Making Globalization Work. Joseph Stiglitz - Jim Miles Book Review
Friday, 07 September 2007 09:19
by Jim Miles
Having read Stiglitz' first work, "Globalization and its Discontents", having thought at the time that it was a strong work, then having read his second book "Fair Trade For All", which is not even mentioned in this current work — indicating perhaps that he is not that proud of it, as he should not be, it was terrible — and now having read his latest book "Making Globalization Work", I am now thoroughly disenchanted with his ideas and thought development.

"Making Globalization Work" is much like his first book in that it is a reasonably clear read, and while there is by necessity the use of the economic and political lexicon (that's jargon for 'jargon'), it is not so obtuse (that's jargon for difficult) that it is not unreadable. It is simply not well argued, and retains the major faults that were obvious in the middle  work, "Fair Trade For All". [1]

From that previous work, I criticized his development — or lack thereof — on such issues as social development, the environment, democracy, and the military.

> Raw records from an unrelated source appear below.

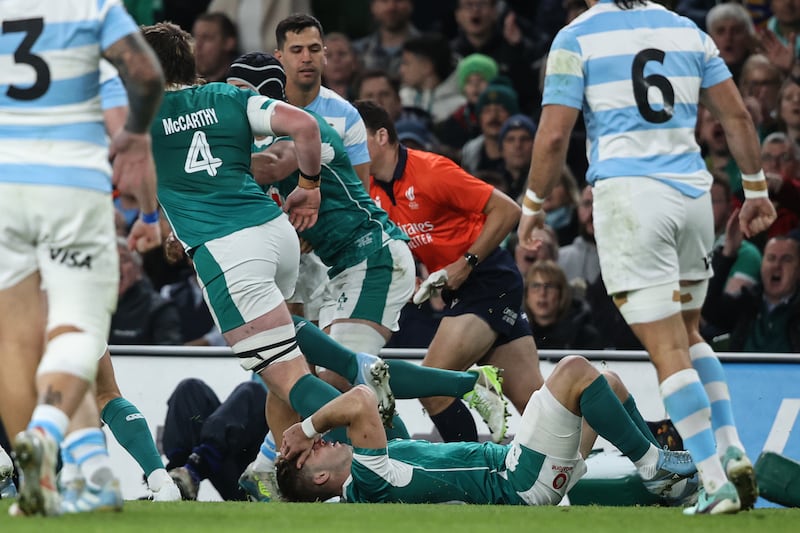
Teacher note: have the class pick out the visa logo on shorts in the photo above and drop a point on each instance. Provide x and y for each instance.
(71, 258)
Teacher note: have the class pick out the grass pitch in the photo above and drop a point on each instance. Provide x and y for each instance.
(201, 517)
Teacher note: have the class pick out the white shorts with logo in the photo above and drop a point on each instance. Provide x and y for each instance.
(248, 273)
(650, 234)
(67, 235)
(310, 287)
(544, 461)
(375, 289)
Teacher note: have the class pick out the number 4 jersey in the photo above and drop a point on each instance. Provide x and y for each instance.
(636, 74)
(201, 145)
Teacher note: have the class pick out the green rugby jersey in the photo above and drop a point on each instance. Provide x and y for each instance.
(425, 472)
(350, 226)
(201, 142)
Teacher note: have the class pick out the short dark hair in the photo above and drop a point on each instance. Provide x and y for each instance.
(373, 73)
(436, 49)
(173, 47)
(375, 117)
(295, 484)
(296, 23)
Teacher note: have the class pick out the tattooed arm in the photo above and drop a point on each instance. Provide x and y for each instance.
(134, 169)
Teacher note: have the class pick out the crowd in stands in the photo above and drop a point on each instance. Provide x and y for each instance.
(462, 78)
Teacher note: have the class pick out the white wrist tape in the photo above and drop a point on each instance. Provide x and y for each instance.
(533, 197)
(531, 204)
(308, 428)
(755, 185)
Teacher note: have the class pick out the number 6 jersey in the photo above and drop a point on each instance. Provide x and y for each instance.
(636, 75)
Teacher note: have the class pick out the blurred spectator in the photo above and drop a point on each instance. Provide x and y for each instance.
(516, 148)
(696, 10)
(779, 156)
(732, 30)
(301, 52)
(524, 258)
(745, 271)
(142, 315)
(183, 12)
(718, 158)
(495, 105)
(436, 16)
(197, 324)
(381, 88)
(216, 44)
(789, 108)
(558, 319)
(414, 134)
(560, 208)
(579, 260)
(766, 317)
(474, 73)
(256, 20)
(383, 49)
(341, 67)
(428, 79)
(785, 22)
(481, 31)
(762, 80)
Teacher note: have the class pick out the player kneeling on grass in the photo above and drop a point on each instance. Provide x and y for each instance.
(538, 467)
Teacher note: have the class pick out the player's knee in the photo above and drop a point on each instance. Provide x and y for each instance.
(649, 304)
(358, 337)
(575, 367)
(73, 352)
(277, 345)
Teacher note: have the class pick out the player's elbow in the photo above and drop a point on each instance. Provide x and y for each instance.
(363, 397)
(306, 129)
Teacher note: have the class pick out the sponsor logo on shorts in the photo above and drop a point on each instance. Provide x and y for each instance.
(71, 258)
(562, 476)
(510, 316)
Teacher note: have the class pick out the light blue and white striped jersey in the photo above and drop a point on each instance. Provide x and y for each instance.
(51, 123)
(344, 118)
(112, 90)
(636, 74)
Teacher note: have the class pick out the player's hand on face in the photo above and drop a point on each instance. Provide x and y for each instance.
(144, 237)
(302, 206)
(756, 215)
(296, 444)
(528, 223)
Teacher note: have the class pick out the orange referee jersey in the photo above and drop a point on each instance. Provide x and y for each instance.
(437, 203)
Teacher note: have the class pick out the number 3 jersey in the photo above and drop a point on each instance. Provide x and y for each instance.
(636, 74)
(201, 145)
(51, 122)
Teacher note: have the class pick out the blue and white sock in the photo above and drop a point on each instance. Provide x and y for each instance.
(712, 376)
(690, 411)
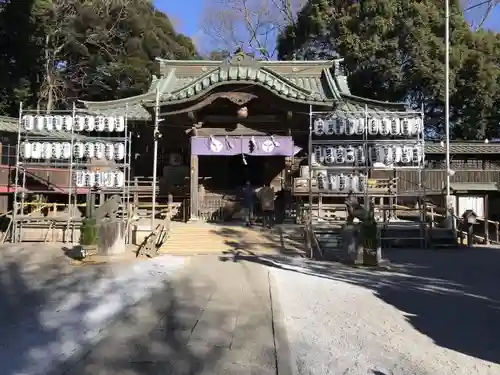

These remain his weaknesses in the current book, weaknesses that are built into his pattern of thinking, and even though there are chapters or sections of chapters on these, they are simply longer dissertations in the same manner of thinking. Longer does not mean better.

There remains a complete lack of discussion on several important aspects of 'globalization' that are ignored almost entirely. The military, other than for a few passing comments that lead nowhere, receives no recognition at all, although "trade in arms" is mentioned a few times then passed by. The United Nations receives equally short shrift, and is not really brought into the discussion until the final chapter on democratizing globalization (in Stiglitz' arguments this becomes pretty much an oxymoron) and even then only receives passing recognition for very small sections of its overall functioning.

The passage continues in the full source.